Mythology of the White Proletariat.(By J. Sakai. Just type it on google and it'll be presented to you, as it can be read via internets) It, at least, shows it in a light of what the civil war was really about.

A capitalist society attempting to prevent a slave-insurrection just waiting to happen (and to solve this - immigrants. Which were used during the reconstruction to remove Africans from their jobs, as now Irish men became the new cleaners rather than the Africans) and the Roman-Greek successor state of the South.

A pure lover of slavocracy and intending to make sure land was surely open for them alone (thus the despised idea of immigrants helping reduce the ratio between White and African among the Southerns).

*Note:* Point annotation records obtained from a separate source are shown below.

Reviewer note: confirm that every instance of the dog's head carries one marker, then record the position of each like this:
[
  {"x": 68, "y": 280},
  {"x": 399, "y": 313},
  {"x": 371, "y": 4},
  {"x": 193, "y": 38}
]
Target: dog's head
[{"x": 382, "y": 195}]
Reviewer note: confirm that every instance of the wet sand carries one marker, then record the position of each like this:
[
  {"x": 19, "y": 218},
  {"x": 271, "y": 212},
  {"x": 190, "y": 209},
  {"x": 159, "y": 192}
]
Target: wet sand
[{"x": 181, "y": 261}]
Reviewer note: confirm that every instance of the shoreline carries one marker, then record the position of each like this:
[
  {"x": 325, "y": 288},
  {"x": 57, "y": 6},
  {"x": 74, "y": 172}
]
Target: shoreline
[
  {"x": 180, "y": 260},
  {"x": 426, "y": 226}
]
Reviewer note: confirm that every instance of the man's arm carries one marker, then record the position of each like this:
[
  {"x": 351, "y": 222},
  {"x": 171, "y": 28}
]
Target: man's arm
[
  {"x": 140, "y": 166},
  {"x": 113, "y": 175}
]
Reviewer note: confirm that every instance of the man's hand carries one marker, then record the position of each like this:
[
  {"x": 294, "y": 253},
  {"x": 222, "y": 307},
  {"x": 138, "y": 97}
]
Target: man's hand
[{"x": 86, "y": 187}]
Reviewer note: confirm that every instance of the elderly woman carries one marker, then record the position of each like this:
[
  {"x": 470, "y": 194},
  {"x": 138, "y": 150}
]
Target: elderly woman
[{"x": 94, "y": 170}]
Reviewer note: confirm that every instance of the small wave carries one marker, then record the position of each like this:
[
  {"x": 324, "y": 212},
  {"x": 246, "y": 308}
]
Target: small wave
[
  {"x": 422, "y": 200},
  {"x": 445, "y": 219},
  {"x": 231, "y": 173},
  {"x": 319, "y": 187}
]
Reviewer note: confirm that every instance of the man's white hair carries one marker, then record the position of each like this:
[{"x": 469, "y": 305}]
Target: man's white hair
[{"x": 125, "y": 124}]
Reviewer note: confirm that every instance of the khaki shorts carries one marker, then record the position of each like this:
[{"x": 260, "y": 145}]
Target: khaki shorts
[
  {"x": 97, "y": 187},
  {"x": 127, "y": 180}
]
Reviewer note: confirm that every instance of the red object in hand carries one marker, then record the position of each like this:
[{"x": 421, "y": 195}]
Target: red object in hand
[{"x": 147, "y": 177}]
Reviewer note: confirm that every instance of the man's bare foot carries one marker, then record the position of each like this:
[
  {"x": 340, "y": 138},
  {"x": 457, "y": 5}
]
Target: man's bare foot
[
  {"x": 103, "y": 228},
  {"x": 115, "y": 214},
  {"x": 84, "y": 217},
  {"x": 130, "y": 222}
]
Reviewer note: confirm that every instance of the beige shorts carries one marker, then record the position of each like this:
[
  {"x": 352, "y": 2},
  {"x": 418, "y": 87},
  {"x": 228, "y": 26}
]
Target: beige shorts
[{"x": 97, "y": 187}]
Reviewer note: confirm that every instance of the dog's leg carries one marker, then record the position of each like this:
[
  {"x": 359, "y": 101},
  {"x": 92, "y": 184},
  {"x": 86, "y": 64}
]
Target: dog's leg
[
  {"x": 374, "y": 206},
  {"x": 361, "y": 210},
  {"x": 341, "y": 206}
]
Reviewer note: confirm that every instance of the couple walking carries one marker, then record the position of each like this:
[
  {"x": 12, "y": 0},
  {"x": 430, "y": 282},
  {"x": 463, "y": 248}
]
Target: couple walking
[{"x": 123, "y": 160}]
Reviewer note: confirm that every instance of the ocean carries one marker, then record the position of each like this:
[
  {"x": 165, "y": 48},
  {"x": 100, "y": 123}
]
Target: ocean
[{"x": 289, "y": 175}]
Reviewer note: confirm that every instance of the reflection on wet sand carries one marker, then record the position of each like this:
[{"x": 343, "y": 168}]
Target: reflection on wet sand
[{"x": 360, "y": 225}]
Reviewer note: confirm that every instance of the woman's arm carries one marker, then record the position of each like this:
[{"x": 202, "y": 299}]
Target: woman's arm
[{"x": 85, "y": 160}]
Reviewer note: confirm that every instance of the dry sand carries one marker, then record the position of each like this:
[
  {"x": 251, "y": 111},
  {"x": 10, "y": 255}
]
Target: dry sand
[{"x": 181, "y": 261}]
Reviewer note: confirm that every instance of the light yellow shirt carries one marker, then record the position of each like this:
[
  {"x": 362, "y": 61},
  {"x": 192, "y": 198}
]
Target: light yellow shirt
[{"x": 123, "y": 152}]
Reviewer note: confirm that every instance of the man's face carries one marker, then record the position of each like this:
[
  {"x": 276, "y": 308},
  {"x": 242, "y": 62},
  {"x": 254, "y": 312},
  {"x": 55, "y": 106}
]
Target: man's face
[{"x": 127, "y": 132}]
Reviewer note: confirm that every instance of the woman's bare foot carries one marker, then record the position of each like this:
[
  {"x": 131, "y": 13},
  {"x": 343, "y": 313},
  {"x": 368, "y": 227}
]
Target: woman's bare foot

That's the overall message it presents in some parts - and goes over the Reconstruction quite well actually.

pluckedflowers
26th September 2012, 05:55
The Civil War is also the cover topic for the latest issue of Jacobin magazine:
http://jacobinmag.com/2012/08/the-war-of-northern-aggression/

Red Commissar
26th September 2012, 06:36
Eric Foner writes about this period, mostly Reconstruction. I can't recommend any specific books but he's supposed to be good.

Back in my freshman year of university, my history teacher assigned us Foner's general US history book, "Give me Liberty!: An American History" as the main text for the course. It's really thick, but he's great with giving information on many points of history that are often ignored or brushed over. He even devoted a decent amount of coverage to the labor movement, the early Socialist Party, Eugene V. Debs., etc. (which is in fact how I learned more about Debs when I was younger, before then I only knew him as that guy who ran for president too many times from high school...), and mind you this is a textbook for a regular college course.

Of course he gets a lot of conservatives ticked off because he talks about some of the unsavory parts of US history, and they cry "political correctness" when he tries to cover women and black perspectives on events. Overall, I really liked his "survey" on American history- a lot of good information and gets you thinking from different angles.

This was before I was very political, and I can say it's probably one of the few textbooks I read in full rather than trying to bs my way through the course.

I haven't gotten a chance to read his Reconstruction book that has been brought up, but if his general history on the US is anything to go by I can recommend him.